Smoothed Analysis of Dynamic Networks

TL;DR

This paper extends smoothed analysis to dynamic networks, examining how small random changes in network topology affect the robustness of known lower bounds for algorithms like random walks, flooding, and aggregation.

Contribution

It introduces a novel smoothed analysis framework for dynamic networks and classifies the robustness of lower bounds for key problems under perturbations.

Findings

Random walks are extremely fragile under smoothing.

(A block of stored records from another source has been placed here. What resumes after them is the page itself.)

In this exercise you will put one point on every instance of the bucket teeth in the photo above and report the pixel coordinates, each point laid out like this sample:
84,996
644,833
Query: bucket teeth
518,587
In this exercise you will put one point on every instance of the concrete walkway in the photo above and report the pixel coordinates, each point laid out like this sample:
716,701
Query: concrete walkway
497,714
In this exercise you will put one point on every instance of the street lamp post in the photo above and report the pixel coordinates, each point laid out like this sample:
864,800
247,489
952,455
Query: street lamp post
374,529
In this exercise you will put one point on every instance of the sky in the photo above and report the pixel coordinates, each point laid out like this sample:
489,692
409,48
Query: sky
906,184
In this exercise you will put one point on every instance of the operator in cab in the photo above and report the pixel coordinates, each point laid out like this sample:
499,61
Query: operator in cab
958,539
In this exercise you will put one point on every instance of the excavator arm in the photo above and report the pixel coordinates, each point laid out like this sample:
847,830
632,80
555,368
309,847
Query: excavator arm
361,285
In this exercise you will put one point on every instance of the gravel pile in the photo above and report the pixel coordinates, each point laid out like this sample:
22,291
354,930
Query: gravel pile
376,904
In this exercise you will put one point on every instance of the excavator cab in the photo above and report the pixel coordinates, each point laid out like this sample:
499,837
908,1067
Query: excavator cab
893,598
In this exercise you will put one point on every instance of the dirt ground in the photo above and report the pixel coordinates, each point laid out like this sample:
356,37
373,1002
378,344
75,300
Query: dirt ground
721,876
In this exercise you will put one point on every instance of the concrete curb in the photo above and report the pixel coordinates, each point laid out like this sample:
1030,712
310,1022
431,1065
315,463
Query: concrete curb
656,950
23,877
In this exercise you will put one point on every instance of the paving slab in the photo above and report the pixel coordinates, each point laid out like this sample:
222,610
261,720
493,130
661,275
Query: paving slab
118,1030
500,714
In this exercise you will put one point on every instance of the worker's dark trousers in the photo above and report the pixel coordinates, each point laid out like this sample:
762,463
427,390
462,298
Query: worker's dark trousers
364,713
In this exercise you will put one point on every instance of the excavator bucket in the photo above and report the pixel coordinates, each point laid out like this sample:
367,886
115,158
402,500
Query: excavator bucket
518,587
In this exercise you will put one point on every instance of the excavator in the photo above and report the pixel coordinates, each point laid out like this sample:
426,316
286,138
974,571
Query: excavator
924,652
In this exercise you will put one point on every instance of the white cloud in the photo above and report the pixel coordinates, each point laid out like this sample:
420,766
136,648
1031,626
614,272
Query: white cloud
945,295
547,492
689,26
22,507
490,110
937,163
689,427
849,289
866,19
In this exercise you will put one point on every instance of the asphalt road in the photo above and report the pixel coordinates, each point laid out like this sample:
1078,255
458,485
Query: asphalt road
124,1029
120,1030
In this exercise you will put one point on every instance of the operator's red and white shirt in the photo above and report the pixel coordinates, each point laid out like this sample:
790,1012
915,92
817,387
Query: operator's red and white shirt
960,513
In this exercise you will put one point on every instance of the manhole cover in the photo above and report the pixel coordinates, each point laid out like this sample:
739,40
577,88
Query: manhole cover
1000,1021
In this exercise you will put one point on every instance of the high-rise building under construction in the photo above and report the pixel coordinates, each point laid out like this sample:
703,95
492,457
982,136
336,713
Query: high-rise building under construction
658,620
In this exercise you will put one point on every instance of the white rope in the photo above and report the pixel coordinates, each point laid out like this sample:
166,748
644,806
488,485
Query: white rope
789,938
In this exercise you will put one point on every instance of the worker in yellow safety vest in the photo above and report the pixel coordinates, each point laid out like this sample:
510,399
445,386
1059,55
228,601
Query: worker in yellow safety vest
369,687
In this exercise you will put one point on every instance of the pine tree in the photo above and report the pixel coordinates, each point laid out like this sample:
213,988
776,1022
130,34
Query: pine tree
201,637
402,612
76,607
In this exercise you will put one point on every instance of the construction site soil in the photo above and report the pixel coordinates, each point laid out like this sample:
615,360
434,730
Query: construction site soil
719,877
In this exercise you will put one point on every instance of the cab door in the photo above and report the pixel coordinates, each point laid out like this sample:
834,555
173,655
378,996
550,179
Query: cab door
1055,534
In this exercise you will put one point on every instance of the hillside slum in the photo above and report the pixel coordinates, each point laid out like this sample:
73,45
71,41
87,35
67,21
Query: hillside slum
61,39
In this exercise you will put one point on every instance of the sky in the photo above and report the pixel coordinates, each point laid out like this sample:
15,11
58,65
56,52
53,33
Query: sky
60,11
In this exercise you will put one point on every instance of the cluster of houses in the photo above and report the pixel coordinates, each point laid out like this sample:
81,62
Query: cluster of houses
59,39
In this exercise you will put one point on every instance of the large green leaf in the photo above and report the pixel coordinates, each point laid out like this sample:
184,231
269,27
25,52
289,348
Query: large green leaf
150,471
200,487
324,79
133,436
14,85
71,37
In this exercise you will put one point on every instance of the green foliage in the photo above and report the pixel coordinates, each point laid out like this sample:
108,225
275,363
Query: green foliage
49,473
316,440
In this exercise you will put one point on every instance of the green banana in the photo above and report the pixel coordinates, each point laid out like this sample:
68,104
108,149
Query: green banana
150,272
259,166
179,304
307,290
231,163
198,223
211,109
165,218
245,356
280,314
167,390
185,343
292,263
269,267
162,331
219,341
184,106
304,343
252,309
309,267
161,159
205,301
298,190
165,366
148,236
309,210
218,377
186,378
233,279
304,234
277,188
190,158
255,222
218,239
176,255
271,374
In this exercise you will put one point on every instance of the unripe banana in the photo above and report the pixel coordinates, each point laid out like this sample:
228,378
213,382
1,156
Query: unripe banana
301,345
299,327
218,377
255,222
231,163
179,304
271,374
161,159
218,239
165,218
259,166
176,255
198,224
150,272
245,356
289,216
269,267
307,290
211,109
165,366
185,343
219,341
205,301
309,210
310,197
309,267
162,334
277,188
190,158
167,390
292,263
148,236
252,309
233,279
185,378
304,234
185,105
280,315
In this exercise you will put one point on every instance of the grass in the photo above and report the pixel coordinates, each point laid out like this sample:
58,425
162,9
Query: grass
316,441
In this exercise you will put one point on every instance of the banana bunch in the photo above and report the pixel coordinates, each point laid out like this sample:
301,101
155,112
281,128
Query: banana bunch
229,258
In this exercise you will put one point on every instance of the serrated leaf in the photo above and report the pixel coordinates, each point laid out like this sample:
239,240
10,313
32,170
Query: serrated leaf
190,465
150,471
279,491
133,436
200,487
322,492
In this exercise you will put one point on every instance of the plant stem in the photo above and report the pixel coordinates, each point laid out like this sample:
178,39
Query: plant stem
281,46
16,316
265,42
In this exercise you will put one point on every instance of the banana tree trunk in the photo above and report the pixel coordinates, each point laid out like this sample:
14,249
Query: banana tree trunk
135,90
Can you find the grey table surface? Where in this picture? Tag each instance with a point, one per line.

Flooding exhibits moderate robustness.

Aggregation is highly robust to network perturbations.

Abstract

We generalize the technique of smoothed analysis to distributed algorithms in dynamic network models. Whereas standard smoothed analysis studies the impact of small random perturbations of input values on algorithm performance metrics, dynamic graph smoothed analysis studies the impact of random perturbations of the underlying changing network graph topologies. Similar to the original application of smoothed analysis, our goal is to study whether known strong lower bounds in dynamic network models are robust or fragile: do they withstand small (random) perturbations, or do such deviations push the graphs far enough from a precise pathological instance to enable much better performance? Fragile lower bounds are likely not relevant for real-world deployment, while robust lower bounds represent a true difficulty caused by dynamic behavior. We apply this technique to three standard dynamic network problems with known strong worst-case lower bounds: random walks, flooding, and aggregation. We prove that these bounds provide a spectrum of robustness when subjected to smoothing---some are extremely fragile (random walks), some are moderately fragile / robust (flooding), and some are extremely robust (aggregation).